A la mi-journée “tout se passe très bien, il y a une forte affluence, une forte participation qui témoigne de la maturité démocratique de nos concitoyens”, a dit à l’AFP le consul général Léopold Faye, reconnaissant toutefois un “léger cafouillage” au début des opérations électorales.
Devant chaque bureau de vote des extraits du code électoral rappellent la procédure, tandis que les mandataires chargés de superviser les opérations, les “circulants”, représentants de l’opposition et du pouvoir, guident ceux d’entre les électeurs perdus dans la cohue générale.
“Je viens de voter pour mon futur président, c’est un devoir civique et moral, je viens d’apposer mon visa sur cette élection”, a déclaré à l’AFP Diagne Sy, 66 ans dont 45 en France et qui “ne rate jamais une élection depuis 1993”.
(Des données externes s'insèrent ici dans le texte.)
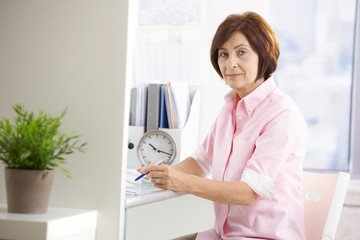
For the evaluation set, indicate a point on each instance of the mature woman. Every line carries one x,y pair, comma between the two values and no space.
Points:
254,151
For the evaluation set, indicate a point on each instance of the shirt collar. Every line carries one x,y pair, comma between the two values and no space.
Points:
253,99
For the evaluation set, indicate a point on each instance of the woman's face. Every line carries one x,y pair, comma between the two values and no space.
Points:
238,64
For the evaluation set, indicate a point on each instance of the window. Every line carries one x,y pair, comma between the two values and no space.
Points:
316,69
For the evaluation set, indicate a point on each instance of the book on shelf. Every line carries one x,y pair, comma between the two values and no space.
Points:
166,106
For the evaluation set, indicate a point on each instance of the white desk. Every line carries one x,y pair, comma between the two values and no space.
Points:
58,223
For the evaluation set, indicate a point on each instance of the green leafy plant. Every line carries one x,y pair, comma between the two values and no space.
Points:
30,141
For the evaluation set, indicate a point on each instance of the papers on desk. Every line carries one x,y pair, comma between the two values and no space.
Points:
164,105
139,187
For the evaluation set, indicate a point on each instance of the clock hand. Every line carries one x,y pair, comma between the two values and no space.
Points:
160,151
153,147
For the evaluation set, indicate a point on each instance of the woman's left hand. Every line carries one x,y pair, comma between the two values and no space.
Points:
165,177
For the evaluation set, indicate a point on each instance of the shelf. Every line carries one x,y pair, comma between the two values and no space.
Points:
58,223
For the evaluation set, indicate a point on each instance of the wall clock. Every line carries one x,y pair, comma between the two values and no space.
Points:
156,145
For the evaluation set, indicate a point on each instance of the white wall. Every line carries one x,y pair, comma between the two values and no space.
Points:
72,53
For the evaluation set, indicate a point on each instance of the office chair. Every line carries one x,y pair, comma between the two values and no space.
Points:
323,195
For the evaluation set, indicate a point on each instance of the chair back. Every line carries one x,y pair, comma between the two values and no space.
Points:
324,196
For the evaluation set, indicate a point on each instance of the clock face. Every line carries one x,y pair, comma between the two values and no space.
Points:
156,145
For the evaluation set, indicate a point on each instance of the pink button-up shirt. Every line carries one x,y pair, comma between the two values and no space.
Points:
259,140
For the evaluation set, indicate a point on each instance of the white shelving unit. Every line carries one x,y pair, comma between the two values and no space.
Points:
57,224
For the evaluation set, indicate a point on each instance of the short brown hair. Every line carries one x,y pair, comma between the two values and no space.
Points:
261,38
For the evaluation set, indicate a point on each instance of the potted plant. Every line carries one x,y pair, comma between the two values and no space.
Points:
32,147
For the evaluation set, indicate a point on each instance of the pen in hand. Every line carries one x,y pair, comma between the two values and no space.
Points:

Avec 13 candidats, l’opposition se présente en ordre dispersé face au président sortant Abdoulaye Wade, 85 ans. “On a moins de chances de gagner, la division ne s’est pas faite de gaîté de coeur, on n’a pas réussi à former une coalition unique”, déplore Matar Konaté, représentant du parti socialiste, ajoutant: “Il faut avoir à l’esprit que le candidat qui arrivera au second tour doit être soutenu par le reste”, ajoute-t-il.
La candidature de M. Wade “reste entachée d’illégalité, si le peuple sénégalais est capable d’élire un candidat illégal, inconstitutionnel, il faudra qu’il en tire ses conclusions”, a jugé Cheikh Ba, du collectif Grand rassemblement des Sénégalais de l’extérieur, qui a manifesté samedi à Paris contre la candidature du président sortant.
M. Wade, élu en 2000 et réélu en 2007, brigue un nouveau mandat de sept ans, et l’opposition juge sa candidature anti-constitutionnelle.
Au Sénégal, la mobilisation des électeurs était forte dimanche à la mi-journée et le vote se déroulait sans incident majeur, ont constaté des journalistes de l’AFP et des observateurs étrangers.